Ce soir, on est allé au resto, on s'est bien régalé mais vers 23h :
"C'est pas possible, on ne va pas finir la soirée comme ça ! dis-je un peu déçu. Mon interne me répond :
_ Si vous voulez, on peut finir la soirée chez moi."

Ni une ni deux, hop là boum, en voiture Simone, on se retrouve chez l'interne. C'était une baraque immense juste à côté de la gare. Étant donné que les internes sont payés une misère, le plus rentable, c'est d'avoir des colocs; donc très souvent, plusieurs internes se réunissent pour occuper une grosse maison et payer des cacahuètes pour le loyer.
Ça présente aussi l'avantage de ne pas rentrer tout seul le soir à la maison à déprimer, que sur le paquet de colocs, il y en a toujours un pour finir un peu plus tôt que les autres, cuisiner ou acheter des pizzas et en laisser pour celui qui va rentrer à 23h, partager les expériences difficiles de la journée et demander un complément de connaissances à ses comparses.

Ce soir là, il se trouve que la maison était vide : tous les colocs étaient en vacances. Vous vous rappelez la maison que squatte Tyler Durden dans Fight Club ? pareille ! La devanture un peu gothique, l'intérieur pas trop délabré (quand même) mais avec très peu de meubles, des livres de médecine entassés contre les murs, des Entrevue et Cosmo vieux de 5 ans dans les toilettes, une piscine en plastique dans la cave (si si je vous promet) parce que c'était l'endroit le plus chaud de la maison, mais rien dans les placards.

On se ramène à 4, tous les autres nous ont abandonnés.
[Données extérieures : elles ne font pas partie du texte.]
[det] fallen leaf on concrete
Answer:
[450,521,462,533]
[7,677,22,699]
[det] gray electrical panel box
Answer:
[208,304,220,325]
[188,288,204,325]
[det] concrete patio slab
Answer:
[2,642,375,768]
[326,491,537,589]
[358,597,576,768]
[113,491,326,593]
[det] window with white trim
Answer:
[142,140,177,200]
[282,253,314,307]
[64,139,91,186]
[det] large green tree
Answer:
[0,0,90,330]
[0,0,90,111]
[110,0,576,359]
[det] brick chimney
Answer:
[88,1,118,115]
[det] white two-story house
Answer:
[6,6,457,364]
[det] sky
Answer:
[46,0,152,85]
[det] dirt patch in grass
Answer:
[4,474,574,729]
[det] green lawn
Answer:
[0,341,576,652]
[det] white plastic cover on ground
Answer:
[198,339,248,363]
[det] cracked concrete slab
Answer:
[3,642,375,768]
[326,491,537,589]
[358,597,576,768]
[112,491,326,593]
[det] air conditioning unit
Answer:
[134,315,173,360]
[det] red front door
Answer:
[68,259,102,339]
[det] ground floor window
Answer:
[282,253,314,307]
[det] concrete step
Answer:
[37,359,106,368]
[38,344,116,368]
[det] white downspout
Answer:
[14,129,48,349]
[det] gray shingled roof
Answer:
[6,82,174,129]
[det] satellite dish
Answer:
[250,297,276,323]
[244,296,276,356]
Camille nous accueille chez lui :
"J'ai pas grand chose à vous proposer, dit-il en fouillant dans la cuisine. J'ai une bouteille de Whisky et ... 2 plaquettes de chocolat blanc...et une guitare. Qui a bien pu ranger la guitare entre le frigo et la gazinière ?"

Alors on s'est posé sur les poufs dans le salon (pas de canapé) et on a commencé à faire le boeuf. On a fait tourner la guitare et chacun a gratifié les autres de ses connaissances musicales. On est passé par un peu de tout : Red Hot Chili Peppers, Nirvana, Bob Marley, Tracy Chapman, Led Zep, Louise Attaque, The Beatles, The Rolling Stones, The Cure...Camille a du nous abandonner :

"Je dois vous laisser, je vais me coucher. Il 3h du matin et je suis de garde demain à 8h."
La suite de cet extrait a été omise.